How common is it in CdLS to have wisdom teeth impacted? My son’s dental surgeon wants to schedule surgery to have his wisdom teeth and other teeth removed. All of these teeth are impacted. Two of the front teeth have not come out of the gums. The surgeon stated that they may have to break my son’s jaw to remove the teeth. Is this common practice? Is there anything that you would recommend for the surgeon?

Answer of our experts

It is quite common to find the need for the removal of the permanent third molars in our patients with CdLS. One of the constant findings within this syndrome is a rather small mouth. The maxilla and mandible are extremely small and cause extensive crowding of the teeth and orthodontic problems. The third molars just do not have any room to erupt and often become impacted. Research tells us that if these teeth are left to sit within the jaw bone for a long time, there is a high chance that they will form cysts and destroy the bone around them. Therefore, oral surgeons recommend the removal at around 16 to 22 years of age.

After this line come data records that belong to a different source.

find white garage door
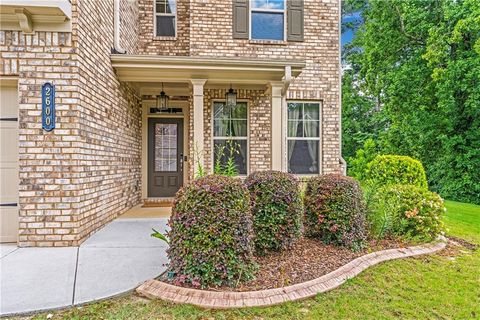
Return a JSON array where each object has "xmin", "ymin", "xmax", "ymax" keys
[{"xmin": 0, "ymin": 82, "xmax": 18, "ymax": 242}]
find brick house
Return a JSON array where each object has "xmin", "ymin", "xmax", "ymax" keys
[{"xmin": 0, "ymin": 0, "xmax": 344, "ymax": 246}]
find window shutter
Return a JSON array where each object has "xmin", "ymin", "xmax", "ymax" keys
[
  {"xmin": 287, "ymin": 0, "xmax": 303, "ymax": 41},
  {"xmin": 233, "ymin": 0, "xmax": 249, "ymax": 39}
]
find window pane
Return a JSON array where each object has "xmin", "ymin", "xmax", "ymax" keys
[
  {"xmin": 213, "ymin": 139, "xmax": 247, "ymax": 175},
  {"xmin": 287, "ymin": 121, "xmax": 303, "ymax": 137},
  {"xmin": 156, "ymin": 0, "xmax": 165, "ymax": 13},
  {"xmin": 303, "ymin": 121, "xmax": 320, "ymax": 138},
  {"xmin": 213, "ymin": 119, "xmax": 229, "ymax": 137},
  {"xmin": 303, "ymin": 103, "xmax": 320, "ymax": 120},
  {"xmin": 288, "ymin": 102, "xmax": 303, "ymax": 120},
  {"xmin": 213, "ymin": 102, "xmax": 230, "ymax": 119},
  {"xmin": 252, "ymin": 12, "xmax": 284, "ymax": 40},
  {"xmin": 288, "ymin": 140, "xmax": 319, "ymax": 174},
  {"xmin": 252, "ymin": 0, "xmax": 285, "ymax": 10},
  {"xmin": 155, "ymin": 123, "xmax": 177, "ymax": 171},
  {"xmin": 157, "ymin": 16, "xmax": 175, "ymax": 37},
  {"xmin": 166, "ymin": 0, "xmax": 177, "ymax": 13},
  {"xmin": 156, "ymin": 0, "xmax": 177, "ymax": 13},
  {"xmin": 232, "ymin": 102, "xmax": 247, "ymax": 119}
]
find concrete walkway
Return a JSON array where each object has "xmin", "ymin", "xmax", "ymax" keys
[{"xmin": 0, "ymin": 215, "xmax": 168, "ymax": 316}]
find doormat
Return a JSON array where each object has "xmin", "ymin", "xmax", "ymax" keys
[{"xmin": 142, "ymin": 198, "xmax": 173, "ymax": 208}]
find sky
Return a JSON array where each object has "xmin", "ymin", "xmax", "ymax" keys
[{"xmin": 341, "ymin": 12, "xmax": 361, "ymax": 48}]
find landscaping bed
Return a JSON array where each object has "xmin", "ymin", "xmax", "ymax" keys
[{"xmin": 157, "ymin": 237, "xmax": 408, "ymax": 291}]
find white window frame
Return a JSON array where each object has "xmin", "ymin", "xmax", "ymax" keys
[
  {"xmin": 248, "ymin": 0, "xmax": 287, "ymax": 41},
  {"xmin": 210, "ymin": 99, "xmax": 250, "ymax": 177},
  {"xmin": 153, "ymin": 0, "xmax": 178, "ymax": 39},
  {"xmin": 283, "ymin": 100, "xmax": 323, "ymax": 177}
]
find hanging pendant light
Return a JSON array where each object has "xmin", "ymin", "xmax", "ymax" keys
[
  {"xmin": 225, "ymin": 84, "xmax": 237, "ymax": 109},
  {"xmin": 157, "ymin": 82, "xmax": 169, "ymax": 111}
]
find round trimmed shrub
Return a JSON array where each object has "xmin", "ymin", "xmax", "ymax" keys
[
  {"xmin": 245, "ymin": 171, "xmax": 303, "ymax": 254},
  {"xmin": 304, "ymin": 174, "xmax": 367, "ymax": 250},
  {"xmin": 365, "ymin": 155, "xmax": 428, "ymax": 189},
  {"xmin": 369, "ymin": 185, "xmax": 446, "ymax": 240},
  {"xmin": 167, "ymin": 175, "xmax": 256, "ymax": 287}
]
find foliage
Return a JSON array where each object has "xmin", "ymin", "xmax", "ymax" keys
[
  {"xmin": 342, "ymin": 0, "xmax": 480, "ymax": 203},
  {"xmin": 369, "ymin": 185, "xmax": 445, "ymax": 241},
  {"xmin": 25, "ymin": 201, "xmax": 480, "ymax": 320},
  {"xmin": 365, "ymin": 155, "xmax": 428, "ymax": 189},
  {"xmin": 348, "ymin": 139, "xmax": 378, "ymax": 181},
  {"xmin": 213, "ymin": 140, "xmax": 239, "ymax": 177},
  {"xmin": 167, "ymin": 175, "xmax": 255, "ymax": 287},
  {"xmin": 304, "ymin": 174, "xmax": 366, "ymax": 249},
  {"xmin": 245, "ymin": 171, "xmax": 303, "ymax": 254}
]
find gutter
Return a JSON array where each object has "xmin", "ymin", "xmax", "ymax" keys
[{"xmin": 113, "ymin": 0, "xmax": 127, "ymax": 54}]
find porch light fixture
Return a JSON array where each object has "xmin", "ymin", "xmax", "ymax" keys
[
  {"xmin": 157, "ymin": 82, "xmax": 169, "ymax": 111},
  {"xmin": 225, "ymin": 85, "xmax": 237, "ymax": 109}
]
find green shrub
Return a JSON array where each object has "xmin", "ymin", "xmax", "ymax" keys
[
  {"xmin": 245, "ymin": 171, "xmax": 303, "ymax": 254},
  {"xmin": 369, "ymin": 185, "xmax": 446, "ymax": 240},
  {"xmin": 365, "ymin": 155, "xmax": 428, "ymax": 189},
  {"xmin": 347, "ymin": 139, "xmax": 379, "ymax": 181},
  {"xmin": 304, "ymin": 174, "xmax": 366, "ymax": 249},
  {"xmin": 167, "ymin": 175, "xmax": 255, "ymax": 287}
]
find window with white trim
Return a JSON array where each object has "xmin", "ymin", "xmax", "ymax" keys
[
  {"xmin": 287, "ymin": 102, "xmax": 320, "ymax": 174},
  {"xmin": 155, "ymin": 0, "xmax": 177, "ymax": 37},
  {"xmin": 250, "ymin": 0, "xmax": 285, "ymax": 40},
  {"xmin": 213, "ymin": 101, "xmax": 248, "ymax": 175}
]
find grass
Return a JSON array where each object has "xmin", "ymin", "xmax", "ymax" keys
[{"xmin": 20, "ymin": 201, "xmax": 480, "ymax": 319}]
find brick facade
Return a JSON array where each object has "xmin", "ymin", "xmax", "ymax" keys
[{"xmin": 0, "ymin": 0, "xmax": 340, "ymax": 246}]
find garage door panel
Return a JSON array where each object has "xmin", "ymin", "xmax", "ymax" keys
[{"xmin": 0, "ymin": 206, "xmax": 18, "ymax": 242}]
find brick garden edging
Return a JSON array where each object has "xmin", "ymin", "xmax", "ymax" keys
[{"xmin": 137, "ymin": 237, "xmax": 447, "ymax": 309}]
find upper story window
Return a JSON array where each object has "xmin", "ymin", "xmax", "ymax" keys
[
  {"xmin": 155, "ymin": 0, "xmax": 177, "ymax": 37},
  {"xmin": 232, "ymin": 0, "xmax": 304, "ymax": 44},
  {"xmin": 287, "ymin": 102, "xmax": 320, "ymax": 174},
  {"xmin": 250, "ymin": 0, "xmax": 286, "ymax": 40}
]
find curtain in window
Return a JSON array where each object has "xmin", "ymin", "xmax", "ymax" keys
[{"xmin": 288, "ymin": 106, "xmax": 302, "ymax": 162}]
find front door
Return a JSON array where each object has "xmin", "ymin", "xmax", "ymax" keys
[{"xmin": 148, "ymin": 118, "xmax": 183, "ymax": 197}]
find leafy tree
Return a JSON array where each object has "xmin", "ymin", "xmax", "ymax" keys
[{"xmin": 342, "ymin": 0, "xmax": 480, "ymax": 203}]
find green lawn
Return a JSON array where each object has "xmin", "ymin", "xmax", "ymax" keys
[{"xmin": 23, "ymin": 201, "xmax": 480, "ymax": 319}]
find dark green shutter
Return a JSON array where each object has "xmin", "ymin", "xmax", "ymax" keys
[
  {"xmin": 287, "ymin": 0, "xmax": 304, "ymax": 41},
  {"xmin": 233, "ymin": 0, "xmax": 249, "ymax": 39}
]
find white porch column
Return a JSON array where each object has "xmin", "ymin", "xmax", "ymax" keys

If the front two central teeth are not erupted through the gums, but they are through the bone, then performing a gingivectomy, or the removal of the offending gums, will allow those teeth to be seen and become functional. At age 20, if they are still impacted within the bone, then they will probably need to be removed. Difficult to say what is the best solution without seeing the patient or x-rays, but this is exactly what oral surgeons are experts in and I am sure your surgeon understands the problems at hand and can explain their rationale rather easily.

The plan to break the jaw to remove the third molars (wisdom teeth) is probably due to a very restricted or limited jaw opening. I might think about whether that drastic a measure would be in the best interest of the patient. Having to recover from the removal of the wisdom teeth is difficult enough, but a broken jaw on top of that might be a lot. The oral surgeon might have meant that in the process of removing the wisdom teeth, the jaw may break. This is a common statement that is part of the informed consent when preparing patients for the surgery.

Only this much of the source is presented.